Tüm bunlar TMMOB'un mu sorumluluğundaydı?

Hatalı projelere sanki TMMOB imza attırdı!

2011'de 636 ve 644 sayılı kanun hükmünde kararname, 3 nisan 2012 ve 14 nisan 2012'de, planlı tip imar yönetmeliği ile yapı denetimi uygulama yönetmeliğinde gerçekleştirilen değişiklik, 9 temmuz 2013'te 3194 imar kanununun 8. maddesinde yapılan değişiklikle meslek odalarının kamu adına denetim yapma yetkisi elinden alındı!

Usulsüz işlere karışan mimar ve mühendisler de elbette var.

Zaten bağlı bulundukları odalardaki sicil dosyalarına bakarsanız ceza alanların çoğunun uygunsuz inşaatlardan yaptırıma tabi tutulduğunu görebilirsiniz.

TMMOB ruhsat verme, inşaatları durdurma yetkisine sahip değildir.

Hâliyle her mühendis ve mimarın projesinden TMMOB nasıl sorumlu tutulabilir?

Bu düşünceye sahip olanlar akıl tutulmasının çok ileri bir seviyesindedir.

İsteyen dönüp arşive bakabilir.

TMMOB, güvenli yapı elde etme sürecindeki eksiklikleri sürekli dile getirmiştir.

Çalışmayan yönetmelikleri, yanlış olan uygulamaları ve eksik olan denetimleri hep söylemiştir.
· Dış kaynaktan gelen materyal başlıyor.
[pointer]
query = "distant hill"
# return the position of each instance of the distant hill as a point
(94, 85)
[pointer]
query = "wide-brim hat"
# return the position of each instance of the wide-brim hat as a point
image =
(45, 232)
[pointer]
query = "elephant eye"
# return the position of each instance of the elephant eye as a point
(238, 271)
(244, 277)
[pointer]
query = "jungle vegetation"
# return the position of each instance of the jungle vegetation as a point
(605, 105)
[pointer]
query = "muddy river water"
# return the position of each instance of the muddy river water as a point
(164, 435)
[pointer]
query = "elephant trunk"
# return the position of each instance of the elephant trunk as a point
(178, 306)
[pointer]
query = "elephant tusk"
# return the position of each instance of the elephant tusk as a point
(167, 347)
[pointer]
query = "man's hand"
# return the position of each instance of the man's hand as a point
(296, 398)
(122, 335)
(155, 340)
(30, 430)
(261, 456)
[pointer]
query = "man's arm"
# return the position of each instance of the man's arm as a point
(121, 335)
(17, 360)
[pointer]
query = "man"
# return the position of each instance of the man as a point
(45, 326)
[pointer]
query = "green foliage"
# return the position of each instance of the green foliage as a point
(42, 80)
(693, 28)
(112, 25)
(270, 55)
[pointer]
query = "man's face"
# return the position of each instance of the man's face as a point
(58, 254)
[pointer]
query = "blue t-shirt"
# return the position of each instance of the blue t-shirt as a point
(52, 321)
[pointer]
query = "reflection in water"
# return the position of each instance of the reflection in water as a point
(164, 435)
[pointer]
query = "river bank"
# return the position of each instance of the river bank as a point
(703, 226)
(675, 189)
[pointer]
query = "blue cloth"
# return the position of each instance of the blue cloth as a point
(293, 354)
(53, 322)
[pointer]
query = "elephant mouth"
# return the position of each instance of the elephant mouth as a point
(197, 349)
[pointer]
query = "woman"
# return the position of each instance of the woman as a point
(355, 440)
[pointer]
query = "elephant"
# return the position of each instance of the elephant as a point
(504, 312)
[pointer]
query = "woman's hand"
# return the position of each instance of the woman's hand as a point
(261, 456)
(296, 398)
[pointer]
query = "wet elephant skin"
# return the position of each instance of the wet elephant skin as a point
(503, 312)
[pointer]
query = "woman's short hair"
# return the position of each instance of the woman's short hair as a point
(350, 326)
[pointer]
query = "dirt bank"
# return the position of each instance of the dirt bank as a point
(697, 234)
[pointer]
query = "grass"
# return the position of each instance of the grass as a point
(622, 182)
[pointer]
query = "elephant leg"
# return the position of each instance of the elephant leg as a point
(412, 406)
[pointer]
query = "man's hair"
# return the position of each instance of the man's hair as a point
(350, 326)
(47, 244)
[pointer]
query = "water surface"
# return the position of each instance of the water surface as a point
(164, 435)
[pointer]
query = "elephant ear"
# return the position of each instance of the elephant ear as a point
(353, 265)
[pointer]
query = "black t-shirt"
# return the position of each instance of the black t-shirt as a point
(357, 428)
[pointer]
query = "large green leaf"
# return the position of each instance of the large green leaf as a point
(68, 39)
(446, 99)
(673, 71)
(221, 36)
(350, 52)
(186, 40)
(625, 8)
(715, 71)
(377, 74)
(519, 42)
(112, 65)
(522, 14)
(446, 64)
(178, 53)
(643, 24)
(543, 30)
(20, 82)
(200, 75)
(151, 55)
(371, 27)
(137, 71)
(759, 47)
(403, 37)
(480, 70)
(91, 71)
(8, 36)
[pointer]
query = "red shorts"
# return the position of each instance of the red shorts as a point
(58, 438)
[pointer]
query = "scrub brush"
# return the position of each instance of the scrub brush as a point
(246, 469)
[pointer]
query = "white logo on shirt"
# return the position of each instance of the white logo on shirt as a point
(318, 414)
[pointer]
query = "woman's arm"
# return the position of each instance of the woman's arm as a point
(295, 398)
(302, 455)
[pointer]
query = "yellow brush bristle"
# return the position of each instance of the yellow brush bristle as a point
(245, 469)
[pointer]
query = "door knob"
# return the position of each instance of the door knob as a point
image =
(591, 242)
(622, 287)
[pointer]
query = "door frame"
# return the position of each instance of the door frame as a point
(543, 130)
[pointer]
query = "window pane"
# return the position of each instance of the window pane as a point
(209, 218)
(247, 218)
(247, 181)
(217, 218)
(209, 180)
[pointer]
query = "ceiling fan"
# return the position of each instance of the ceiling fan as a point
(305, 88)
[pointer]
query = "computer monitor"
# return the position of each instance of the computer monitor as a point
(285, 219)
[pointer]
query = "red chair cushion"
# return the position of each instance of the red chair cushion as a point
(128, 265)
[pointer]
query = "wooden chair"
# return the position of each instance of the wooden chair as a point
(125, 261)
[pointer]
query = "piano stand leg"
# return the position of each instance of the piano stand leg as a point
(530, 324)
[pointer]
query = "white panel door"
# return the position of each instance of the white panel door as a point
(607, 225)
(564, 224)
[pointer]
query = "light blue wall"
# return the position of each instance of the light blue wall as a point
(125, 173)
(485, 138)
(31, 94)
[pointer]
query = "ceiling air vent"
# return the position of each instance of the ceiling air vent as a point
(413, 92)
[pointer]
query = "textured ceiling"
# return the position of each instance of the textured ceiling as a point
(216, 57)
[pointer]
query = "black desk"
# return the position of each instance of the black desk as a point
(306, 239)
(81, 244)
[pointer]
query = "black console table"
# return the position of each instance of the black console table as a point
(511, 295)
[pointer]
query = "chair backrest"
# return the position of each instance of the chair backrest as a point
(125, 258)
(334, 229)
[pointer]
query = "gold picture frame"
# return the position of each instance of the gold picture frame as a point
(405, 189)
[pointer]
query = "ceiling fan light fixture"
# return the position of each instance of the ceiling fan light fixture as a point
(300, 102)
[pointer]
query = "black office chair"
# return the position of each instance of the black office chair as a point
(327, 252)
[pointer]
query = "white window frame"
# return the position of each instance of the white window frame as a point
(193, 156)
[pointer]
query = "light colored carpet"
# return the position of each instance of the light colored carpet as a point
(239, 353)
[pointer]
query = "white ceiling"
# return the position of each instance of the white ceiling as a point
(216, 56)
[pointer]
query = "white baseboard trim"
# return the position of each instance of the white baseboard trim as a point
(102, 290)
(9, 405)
Zaten halk da Türkiye'yi kimin yıkıma uğrattığını gayet iyi bilmektedir!

Bursa'nın afet acil eylem planına ne oldu?

Yazının ikinci bölümünde bazı sorulara yer verelim.
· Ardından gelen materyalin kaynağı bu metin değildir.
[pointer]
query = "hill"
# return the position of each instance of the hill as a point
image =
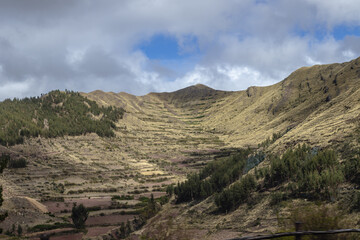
(154, 141)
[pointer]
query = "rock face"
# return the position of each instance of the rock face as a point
(319, 104)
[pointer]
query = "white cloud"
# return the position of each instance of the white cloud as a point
(87, 45)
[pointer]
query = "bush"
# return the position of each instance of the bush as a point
(352, 170)
(276, 198)
(355, 206)
(17, 163)
(311, 173)
(317, 218)
(237, 194)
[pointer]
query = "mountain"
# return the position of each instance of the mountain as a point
(111, 151)
(316, 105)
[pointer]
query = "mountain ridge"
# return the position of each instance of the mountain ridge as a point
(250, 115)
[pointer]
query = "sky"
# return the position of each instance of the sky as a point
(142, 46)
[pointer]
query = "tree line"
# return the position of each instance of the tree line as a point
(55, 114)
(301, 172)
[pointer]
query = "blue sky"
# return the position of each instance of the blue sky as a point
(140, 46)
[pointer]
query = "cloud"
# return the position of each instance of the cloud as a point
(87, 45)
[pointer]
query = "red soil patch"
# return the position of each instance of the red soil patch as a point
(96, 231)
(56, 207)
(156, 194)
(75, 236)
(108, 220)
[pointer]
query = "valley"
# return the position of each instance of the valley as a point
(161, 138)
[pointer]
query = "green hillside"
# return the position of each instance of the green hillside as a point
(54, 114)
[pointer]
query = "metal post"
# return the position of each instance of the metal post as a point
(297, 229)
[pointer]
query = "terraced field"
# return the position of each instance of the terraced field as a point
(155, 145)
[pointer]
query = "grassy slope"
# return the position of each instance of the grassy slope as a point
(160, 130)
(317, 105)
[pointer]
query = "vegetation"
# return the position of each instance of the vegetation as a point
(46, 227)
(310, 173)
(236, 194)
(4, 159)
(317, 218)
(17, 163)
(54, 114)
(79, 215)
(214, 177)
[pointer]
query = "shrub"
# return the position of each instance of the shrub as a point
(317, 218)
(17, 163)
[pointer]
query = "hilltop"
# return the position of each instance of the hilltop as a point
(156, 140)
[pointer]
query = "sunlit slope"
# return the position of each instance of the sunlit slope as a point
(318, 105)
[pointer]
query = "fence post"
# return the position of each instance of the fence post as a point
(297, 229)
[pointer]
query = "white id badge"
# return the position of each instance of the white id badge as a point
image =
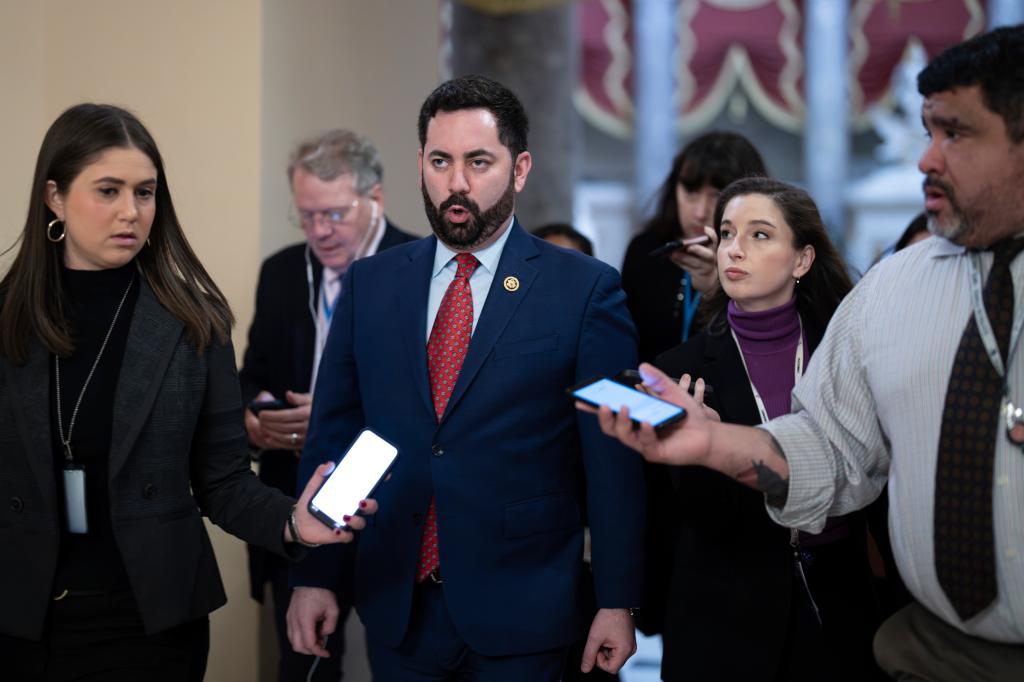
(75, 499)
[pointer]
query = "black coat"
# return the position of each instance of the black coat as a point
(733, 607)
(178, 453)
(280, 357)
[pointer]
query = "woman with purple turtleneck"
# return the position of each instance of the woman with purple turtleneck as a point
(803, 605)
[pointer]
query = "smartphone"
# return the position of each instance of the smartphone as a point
(676, 245)
(643, 408)
(632, 378)
(257, 406)
(361, 468)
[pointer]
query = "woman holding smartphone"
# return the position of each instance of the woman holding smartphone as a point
(120, 423)
(802, 603)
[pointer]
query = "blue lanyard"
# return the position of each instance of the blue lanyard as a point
(328, 306)
(691, 299)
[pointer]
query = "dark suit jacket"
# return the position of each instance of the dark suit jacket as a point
(652, 287)
(730, 572)
(504, 462)
(280, 357)
(178, 452)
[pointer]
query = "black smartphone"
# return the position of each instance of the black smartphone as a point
(632, 378)
(360, 470)
(676, 245)
(258, 406)
(643, 408)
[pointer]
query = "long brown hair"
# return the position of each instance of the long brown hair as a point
(31, 291)
(822, 288)
(716, 159)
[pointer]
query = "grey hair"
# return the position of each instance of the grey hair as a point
(336, 153)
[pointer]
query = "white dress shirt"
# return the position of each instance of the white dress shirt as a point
(869, 409)
(445, 267)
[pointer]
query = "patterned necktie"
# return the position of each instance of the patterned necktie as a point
(965, 549)
(445, 352)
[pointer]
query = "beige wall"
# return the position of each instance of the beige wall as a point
(366, 66)
(226, 88)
2000 yılında Bursa Büyükşehir Belediyesi tarafından binlerce sayfalık afet acil eylem planı hazırlandığı ifade ediliyor.

Bu eylem planına ne oldu?

Hangi gerekçeyle rafa kaldırıldı?

Mevcut Büyükşehir kadrolarındaki bürokratlardan bu planı bilen var mı?

Ne yazık ki kurumsal hafızadan uzak kurumlarımız.
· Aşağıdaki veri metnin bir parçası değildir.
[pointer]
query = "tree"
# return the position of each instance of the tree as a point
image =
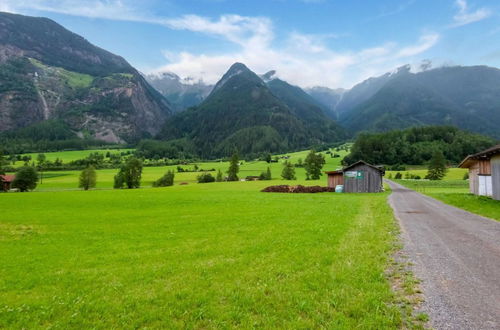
(266, 175)
(166, 180)
(219, 176)
(268, 158)
(41, 159)
(288, 172)
(313, 164)
(234, 168)
(26, 179)
(129, 175)
(88, 178)
(2, 171)
(437, 167)
(206, 178)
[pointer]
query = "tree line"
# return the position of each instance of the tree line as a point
(416, 146)
(130, 173)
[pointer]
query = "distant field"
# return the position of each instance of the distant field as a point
(64, 180)
(456, 193)
(68, 156)
(219, 255)
(452, 174)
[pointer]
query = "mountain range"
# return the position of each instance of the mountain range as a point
(247, 114)
(52, 80)
(50, 73)
(181, 93)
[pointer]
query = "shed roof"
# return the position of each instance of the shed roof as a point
(8, 178)
(361, 162)
(483, 155)
(334, 172)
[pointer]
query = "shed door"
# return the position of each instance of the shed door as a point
(485, 185)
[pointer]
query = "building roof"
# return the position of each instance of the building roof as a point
(361, 162)
(334, 172)
(8, 178)
(483, 155)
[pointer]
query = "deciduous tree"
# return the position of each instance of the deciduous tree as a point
(234, 168)
(437, 167)
(288, 172)
(313, 164)
(88, 178)
(26, 179)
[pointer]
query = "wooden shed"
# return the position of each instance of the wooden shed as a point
(484, 172)
(362, 177)
(335, 178)
(359, 177)
(6, 182)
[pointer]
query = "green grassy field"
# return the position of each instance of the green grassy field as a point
(68, 156)
(451, 174)
(68, 180)
(456, 193)
(219, 255)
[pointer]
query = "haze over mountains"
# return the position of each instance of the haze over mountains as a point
(53, 76)
(50, 73)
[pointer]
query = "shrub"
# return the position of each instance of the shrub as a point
(166, 180)
(87, 178)
(206, 178)
(26, 179)
(288, 172)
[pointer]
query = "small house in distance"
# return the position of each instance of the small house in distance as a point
(484, 172)
(359, 177)
(6, 182)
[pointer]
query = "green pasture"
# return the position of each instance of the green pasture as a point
(220, 255)
(456, 193)
(67, 180)
(68, 156)
(452, 173)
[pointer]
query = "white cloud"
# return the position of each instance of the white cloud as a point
(302, 59)
(465, 16)
(305, 60)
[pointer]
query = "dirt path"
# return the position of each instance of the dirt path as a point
(456, 254)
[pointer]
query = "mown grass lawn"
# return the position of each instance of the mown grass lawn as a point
(219, 255)
(456, 193)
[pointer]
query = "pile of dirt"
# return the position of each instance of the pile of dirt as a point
(298, 189)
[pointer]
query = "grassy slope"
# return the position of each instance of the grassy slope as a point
(196, 256)
(456, 193)
(68, 156)
(69, 179)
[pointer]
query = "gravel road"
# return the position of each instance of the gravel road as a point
(456, 254)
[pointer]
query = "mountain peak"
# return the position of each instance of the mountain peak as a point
(236, 69)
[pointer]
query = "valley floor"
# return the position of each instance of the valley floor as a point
(196, 256)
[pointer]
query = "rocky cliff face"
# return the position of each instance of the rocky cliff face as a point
(47, 72)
Bu nedenle popülist politikalarla günü kurtarmaya çalışmaktan öteye geçemiyor uygulamalarımız...

Yıkımın tarihî yanı

Felaketin ardından yerle bir olan şehirlerin yeniden nasıl inşa edileceği hususu çok önemli.

Aynı yanlışlar asla tekrar edilmemeli.

Ruhsat ve inşaat süreçlerindeki sistem kökten değişmeli.

İlgili teknik akademik odalar mutlaka denetime dâhil edilmeli.

Öte yandan deprem bölgesinde yıkılan tarihî yapıların molozlarının diğer enkazlarla toplandığı haberleri geliyor.

O malzemelerin ayrılarak asıl malzemelerden rekonstrüksiyon yapılması gerekiyor.

Avrupa'da savaş sırasında yıkılan tarihî yapılar aslına uygun şekilde ayağa kaldırılmıştı.

Depremin yıktığı kentlerimizin tarihî kimlikleri de korunmalı.